How Chatbots Fit Into Banking
Chatbots are computer programs designed to provide a live chat environment to consumers on behalf of a company without the need of a customer service representative to be behind it. It is a form of artificial intelligence. These digital tools work to take in the information being provided and create solutions, information, and answers to concerns in real time. They operate around the clock, consistently providing a good level of communication and service to customers and clients. Take a look at a few companies that are using them and the various ways they are filling the gaps in communication.
Bank of America’s Erica
Perhaps one of the most interesting and well-known ways that chatbots are working in this field is through voice- and text-enabled chatbots. Bank of America launched Erica in this area. Erica is a digital, intelligent assisted. It helps the company’s customers to make banking decisions at a higher level. Erica is very diverse in that it can offer a range of tools to the customer. It sends notifications. It shows consumers where they can save money. It can even help with bill pay and FICO score management.
Capital One’s Eno
Eno is a text-enabled chatbot from Capital One. Consumers can ask Eno a wide range of questions. This is a smartphone application that allows the bank to provide on-the-go support to the customer. The user can ask for a balance. They can search payment history. They can pay their credit card bill. They can also request a credit limit increase. All of this is done through a text message sent to the Eno app. Capital One launched an Alexa skill in 2016 (to enable Amazon’s Alexa to provide information). Eno is a step up from the company. Imagine a customer asking the app how much they spent on a specific type of purchase in the last six months.

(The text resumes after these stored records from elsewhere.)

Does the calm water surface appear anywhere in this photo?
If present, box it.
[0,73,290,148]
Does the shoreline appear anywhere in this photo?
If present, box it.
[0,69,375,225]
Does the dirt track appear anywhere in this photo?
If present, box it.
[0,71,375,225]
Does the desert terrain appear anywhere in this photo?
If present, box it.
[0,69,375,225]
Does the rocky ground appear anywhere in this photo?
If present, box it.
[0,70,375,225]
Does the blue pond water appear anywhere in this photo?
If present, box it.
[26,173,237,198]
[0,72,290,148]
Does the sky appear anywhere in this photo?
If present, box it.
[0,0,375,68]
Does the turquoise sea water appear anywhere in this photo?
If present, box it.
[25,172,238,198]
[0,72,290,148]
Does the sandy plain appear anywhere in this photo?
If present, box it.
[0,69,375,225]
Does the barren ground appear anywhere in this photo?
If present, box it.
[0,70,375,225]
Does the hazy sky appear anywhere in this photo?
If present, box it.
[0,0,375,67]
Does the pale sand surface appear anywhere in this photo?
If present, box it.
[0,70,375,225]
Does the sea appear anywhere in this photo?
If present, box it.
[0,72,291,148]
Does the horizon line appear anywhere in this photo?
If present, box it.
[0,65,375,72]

Ally Bank was one of the first financial institutions to put in place a chatbot feature. It launched its initial chatbot in 2015. It is called Ally Assist, and that is just what it does. This chatbot is a virtual assisted that works within the company’s online banking app, Ally Mobile Banking. With it, customers are able to through voice or text to handle various bank functions. This can help with account monitoring, spending tracking, transfers, and deposits. It also offers several options for saving – teaching the consumer how to save money. A nice feature here is that Ally Bank uses a natural language component which allows it to grow it to address the most common service queries.
JPMorgan Chase’s COIN
Not all applications for chatbots are customer-focused. There are many ways in which chatbots can work on the other side as well. For example, JPMorgan Chase, one of the largest banks in the United States, is using COIN as a back office tool. It is a highly intelligent bot in that it can take complex amounts of data including legal contracts and analyze it within a matter of minutes. This is far more efficient than the use of an attorney, for example. And, with it, it can produce very accurate information that can then be used to make key decisions. COIN technology goes further, too. It can help to manage employee emails, reduces expenses, and helps companies to monitor access to computer software programs. It’s also designed to handle the most common tech questions.
Today, the use of artificial intelligence through chatbots is growing. It is reliable, cost-effective, and even profit-boosting. With such a diverse number of ways in which chatbots can help businesses and consumers, it is likely their applications and presence will only continue to grow.